On 9/3/24 11:53 AM, Iain Sandoe wrote:
On 3 Sep 2024, at 16:08, Jason Merrill via Gcc <gcc@gcc.gnu.org> wrote:
On 9/3/24 7:30 AM, Jonathan Wakely wrote:
On Tue, 3 Sept 2024, 10:15 Iain Sandoe, <i...@sandoe.co.uk
<mailto:i...@sandoe.co.uk>> wrote:
Hi Folks,
When we build a C++ binary module (CMI/BMI), we obviously have
access to its source to produce diagnostics, all fine.
However, when we consume that module we might also need access to
the sources used to build it - since diagnostics triggered in the
consumer can refer back to the sources used.
I'm fairly convinced by your argument that building the module usually happens
as part of the same build as consuming the module, and so the sources will be
available anyway.
For large scale build environments where pre-built BMIs might be deployed by
one team and consumed by other teams, without (re)building those BMIs, it
doesn't seem too difficult for the module interface sources to also be
deployed. That's not so different from deploying headers and libraries (.so,
.dlsym, .dll etc) today.
So I don't actually see a need to embed sources. It seems like it's solving
something that can easily be solved using existing processes. Just include
sources with BMIs that you deploy. If the full sources are sensitive IP,
separate your code into the public parts that are used to compile the BMI and
the non-public parts. Or proprietary vendors who don't want to do that
separation can choose to not provide code, and diagnostics suffer for their
users. That's not a technical problem, and doesn't need to be solved by the
compiler.
Agreed; it seems natural to provide interface unit sources everywhere you would
provide headers currently. Or not in cases where you wouldn't, such as distcc
compiling preprocessed code.
Currently clang has been experimenting with embedding the sources
into the BMI - this can make things seem more efficient when, for
example, distributing BMIs to remote nodes in a large-scale
distributed build.
There was a patch proposed to make this the default for clang, which
has resulted in the discussion here:
https://discourse.llvm.org/t/rfc-modules-should-we-embed-sources-to-the-bmi/81029
<https://discourse.llvm.org/t/rfc-modules-should-we-embed-sources-to-the-bmi/81029>
From the first post:
(1) Fix the underlying issue. Readers may already recognize that the two topics
(whether or not embedding source files) (security concerns) are not technically
mutually exclusive. The fundamental technical problem may be that clang require
to open the actual file during the compilation.

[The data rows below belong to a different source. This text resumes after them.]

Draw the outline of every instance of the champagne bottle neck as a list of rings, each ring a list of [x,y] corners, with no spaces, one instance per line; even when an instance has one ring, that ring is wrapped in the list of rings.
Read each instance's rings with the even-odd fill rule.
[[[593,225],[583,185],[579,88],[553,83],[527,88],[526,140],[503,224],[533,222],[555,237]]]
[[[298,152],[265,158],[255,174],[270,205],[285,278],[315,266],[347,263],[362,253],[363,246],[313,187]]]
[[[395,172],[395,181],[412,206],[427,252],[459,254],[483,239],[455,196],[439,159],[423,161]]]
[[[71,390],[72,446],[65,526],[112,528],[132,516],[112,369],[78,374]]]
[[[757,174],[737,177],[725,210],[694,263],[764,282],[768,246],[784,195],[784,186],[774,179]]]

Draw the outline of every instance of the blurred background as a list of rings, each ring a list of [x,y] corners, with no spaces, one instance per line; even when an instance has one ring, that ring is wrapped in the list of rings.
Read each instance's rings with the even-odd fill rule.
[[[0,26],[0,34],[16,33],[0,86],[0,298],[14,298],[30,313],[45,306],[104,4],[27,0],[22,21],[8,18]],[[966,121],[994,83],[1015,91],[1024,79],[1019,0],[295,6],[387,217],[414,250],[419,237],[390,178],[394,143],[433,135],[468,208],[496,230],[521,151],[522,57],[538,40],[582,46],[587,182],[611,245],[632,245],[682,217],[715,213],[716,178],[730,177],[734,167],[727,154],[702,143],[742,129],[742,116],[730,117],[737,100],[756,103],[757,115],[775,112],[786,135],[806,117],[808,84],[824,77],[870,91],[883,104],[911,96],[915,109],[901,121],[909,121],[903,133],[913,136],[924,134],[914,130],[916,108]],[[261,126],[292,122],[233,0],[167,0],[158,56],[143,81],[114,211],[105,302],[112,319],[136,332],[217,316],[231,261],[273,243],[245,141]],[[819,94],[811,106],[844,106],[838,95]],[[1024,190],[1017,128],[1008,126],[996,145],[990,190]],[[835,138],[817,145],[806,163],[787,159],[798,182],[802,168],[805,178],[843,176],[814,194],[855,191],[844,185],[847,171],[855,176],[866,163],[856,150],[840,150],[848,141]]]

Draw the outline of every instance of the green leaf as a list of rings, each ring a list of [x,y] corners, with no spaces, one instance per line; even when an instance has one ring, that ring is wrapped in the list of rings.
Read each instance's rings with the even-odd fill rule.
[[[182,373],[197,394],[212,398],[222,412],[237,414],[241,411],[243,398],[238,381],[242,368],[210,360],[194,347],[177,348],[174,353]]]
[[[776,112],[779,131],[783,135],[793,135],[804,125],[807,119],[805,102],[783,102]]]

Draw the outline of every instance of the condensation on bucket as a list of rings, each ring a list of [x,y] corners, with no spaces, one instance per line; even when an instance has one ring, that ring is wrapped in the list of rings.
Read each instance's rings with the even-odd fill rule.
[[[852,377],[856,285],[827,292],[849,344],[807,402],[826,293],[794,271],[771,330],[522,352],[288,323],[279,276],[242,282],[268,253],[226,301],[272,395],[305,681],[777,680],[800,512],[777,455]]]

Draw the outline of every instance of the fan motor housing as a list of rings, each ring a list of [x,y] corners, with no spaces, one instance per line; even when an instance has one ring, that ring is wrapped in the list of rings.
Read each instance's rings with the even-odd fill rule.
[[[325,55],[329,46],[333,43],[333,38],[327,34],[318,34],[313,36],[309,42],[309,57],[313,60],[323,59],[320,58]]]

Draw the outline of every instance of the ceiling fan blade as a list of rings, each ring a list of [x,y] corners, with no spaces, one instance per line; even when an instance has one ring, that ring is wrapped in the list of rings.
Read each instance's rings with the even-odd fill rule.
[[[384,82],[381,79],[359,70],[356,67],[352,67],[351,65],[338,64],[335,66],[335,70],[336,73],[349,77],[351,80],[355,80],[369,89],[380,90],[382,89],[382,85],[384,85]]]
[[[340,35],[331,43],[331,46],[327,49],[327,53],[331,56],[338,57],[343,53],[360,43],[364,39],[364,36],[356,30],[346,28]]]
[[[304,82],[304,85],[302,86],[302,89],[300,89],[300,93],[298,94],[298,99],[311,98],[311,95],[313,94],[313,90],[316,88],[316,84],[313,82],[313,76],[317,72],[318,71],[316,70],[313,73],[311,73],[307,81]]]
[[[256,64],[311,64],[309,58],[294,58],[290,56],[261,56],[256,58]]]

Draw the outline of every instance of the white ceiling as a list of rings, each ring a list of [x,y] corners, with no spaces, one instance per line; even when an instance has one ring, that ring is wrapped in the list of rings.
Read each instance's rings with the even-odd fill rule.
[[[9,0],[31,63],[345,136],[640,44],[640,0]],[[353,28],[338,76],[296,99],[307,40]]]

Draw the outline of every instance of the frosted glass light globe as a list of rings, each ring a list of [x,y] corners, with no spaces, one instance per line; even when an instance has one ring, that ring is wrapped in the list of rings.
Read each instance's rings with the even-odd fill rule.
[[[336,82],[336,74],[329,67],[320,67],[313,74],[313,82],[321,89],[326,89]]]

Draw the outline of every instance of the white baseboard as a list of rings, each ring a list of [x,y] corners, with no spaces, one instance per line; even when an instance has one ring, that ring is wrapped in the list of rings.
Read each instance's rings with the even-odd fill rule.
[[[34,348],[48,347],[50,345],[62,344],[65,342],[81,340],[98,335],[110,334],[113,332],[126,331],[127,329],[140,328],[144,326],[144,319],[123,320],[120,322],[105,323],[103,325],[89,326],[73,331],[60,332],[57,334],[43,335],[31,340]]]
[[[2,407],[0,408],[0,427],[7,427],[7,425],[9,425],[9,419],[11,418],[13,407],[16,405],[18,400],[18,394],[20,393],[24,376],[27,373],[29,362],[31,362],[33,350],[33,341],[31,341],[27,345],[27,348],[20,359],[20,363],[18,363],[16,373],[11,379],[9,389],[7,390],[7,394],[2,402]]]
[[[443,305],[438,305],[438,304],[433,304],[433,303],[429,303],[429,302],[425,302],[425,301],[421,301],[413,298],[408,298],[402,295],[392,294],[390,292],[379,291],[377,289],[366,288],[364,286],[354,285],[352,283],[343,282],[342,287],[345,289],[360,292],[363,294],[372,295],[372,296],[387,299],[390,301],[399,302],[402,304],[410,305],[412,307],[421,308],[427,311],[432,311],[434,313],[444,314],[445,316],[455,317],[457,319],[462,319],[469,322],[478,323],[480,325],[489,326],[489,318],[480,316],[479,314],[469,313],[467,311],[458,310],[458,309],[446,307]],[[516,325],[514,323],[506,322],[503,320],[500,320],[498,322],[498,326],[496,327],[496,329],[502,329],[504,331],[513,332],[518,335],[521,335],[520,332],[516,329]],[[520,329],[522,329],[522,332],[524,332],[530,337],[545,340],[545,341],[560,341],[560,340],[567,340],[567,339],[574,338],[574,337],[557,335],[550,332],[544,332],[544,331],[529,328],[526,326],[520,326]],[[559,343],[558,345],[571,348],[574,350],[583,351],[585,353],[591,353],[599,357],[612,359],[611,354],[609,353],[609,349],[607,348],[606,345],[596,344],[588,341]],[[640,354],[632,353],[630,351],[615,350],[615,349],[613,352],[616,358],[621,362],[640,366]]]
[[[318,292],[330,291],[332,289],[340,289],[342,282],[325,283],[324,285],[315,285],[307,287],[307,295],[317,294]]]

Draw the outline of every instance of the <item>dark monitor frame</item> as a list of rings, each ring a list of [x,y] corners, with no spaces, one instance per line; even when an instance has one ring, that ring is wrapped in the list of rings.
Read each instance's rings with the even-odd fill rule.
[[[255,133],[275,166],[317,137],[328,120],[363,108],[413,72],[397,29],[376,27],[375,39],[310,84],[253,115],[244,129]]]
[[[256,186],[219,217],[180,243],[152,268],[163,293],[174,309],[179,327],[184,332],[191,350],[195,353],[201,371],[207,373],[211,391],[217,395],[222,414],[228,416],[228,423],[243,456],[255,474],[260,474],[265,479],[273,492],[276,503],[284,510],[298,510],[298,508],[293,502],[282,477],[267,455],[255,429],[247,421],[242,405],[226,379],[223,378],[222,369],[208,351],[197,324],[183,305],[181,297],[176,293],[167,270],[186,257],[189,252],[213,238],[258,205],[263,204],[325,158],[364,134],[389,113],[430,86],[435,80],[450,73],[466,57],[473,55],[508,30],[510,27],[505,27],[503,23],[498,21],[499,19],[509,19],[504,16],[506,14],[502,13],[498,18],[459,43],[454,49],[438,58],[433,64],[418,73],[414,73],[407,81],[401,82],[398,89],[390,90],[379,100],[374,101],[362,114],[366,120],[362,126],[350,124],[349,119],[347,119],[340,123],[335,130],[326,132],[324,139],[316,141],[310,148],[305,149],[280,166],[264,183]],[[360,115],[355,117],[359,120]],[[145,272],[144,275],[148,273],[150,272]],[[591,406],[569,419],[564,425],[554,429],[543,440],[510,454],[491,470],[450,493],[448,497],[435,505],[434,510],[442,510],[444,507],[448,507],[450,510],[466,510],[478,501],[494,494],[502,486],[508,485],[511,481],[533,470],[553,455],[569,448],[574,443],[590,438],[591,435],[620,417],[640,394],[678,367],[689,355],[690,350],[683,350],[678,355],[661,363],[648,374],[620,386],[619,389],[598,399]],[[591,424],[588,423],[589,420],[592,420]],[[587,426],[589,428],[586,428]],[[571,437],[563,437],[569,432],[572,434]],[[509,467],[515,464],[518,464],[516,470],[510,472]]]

It looks like both GCC and MSVC
doesn’t have the problem.
Sounds like the primary motivation for this clang change doesn't apply to GCC.

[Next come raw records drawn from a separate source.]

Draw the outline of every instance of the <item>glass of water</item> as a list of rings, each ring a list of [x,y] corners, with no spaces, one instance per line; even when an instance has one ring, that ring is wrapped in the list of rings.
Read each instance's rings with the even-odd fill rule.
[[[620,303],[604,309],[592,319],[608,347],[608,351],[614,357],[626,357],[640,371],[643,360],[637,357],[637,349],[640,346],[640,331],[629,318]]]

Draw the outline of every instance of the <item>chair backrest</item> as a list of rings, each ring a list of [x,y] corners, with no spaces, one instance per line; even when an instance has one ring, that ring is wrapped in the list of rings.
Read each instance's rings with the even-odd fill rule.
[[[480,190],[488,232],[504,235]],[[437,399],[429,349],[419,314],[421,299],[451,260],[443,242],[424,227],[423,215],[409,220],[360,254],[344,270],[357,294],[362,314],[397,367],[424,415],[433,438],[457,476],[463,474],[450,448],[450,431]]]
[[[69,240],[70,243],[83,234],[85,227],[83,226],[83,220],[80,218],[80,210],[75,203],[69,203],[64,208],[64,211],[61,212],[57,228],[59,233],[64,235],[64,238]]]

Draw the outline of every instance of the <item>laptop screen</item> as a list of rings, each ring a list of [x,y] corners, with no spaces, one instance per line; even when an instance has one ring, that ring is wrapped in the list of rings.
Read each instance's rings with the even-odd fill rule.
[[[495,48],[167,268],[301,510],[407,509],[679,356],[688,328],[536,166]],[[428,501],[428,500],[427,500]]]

I think that might be a misunderstanding on the part of the author; AFAIU both
GCC and MSVC _do_ require access to the sources at BMI consume-time to give
decent diagnostics. I think that there might be confusion because the
compilation would suceed on those toolchains without the sources - but with
poorer diagnostic quality?
Exactly, compilation failing seems like the primary motivation for
clang, and that isn't an issue for gcc.
It doesn't seem worthwhile to do a bunch of work to embed sources just
to make it more possible for the compiler to print the relevant source
line in some niche remote execution scenario.
Hopefully, other folks from the “modules implementer’s group” including MSVC
will add comments to the discourse thread - we just discussed this (with my
impression being that most folks think it’s the build system’s territory).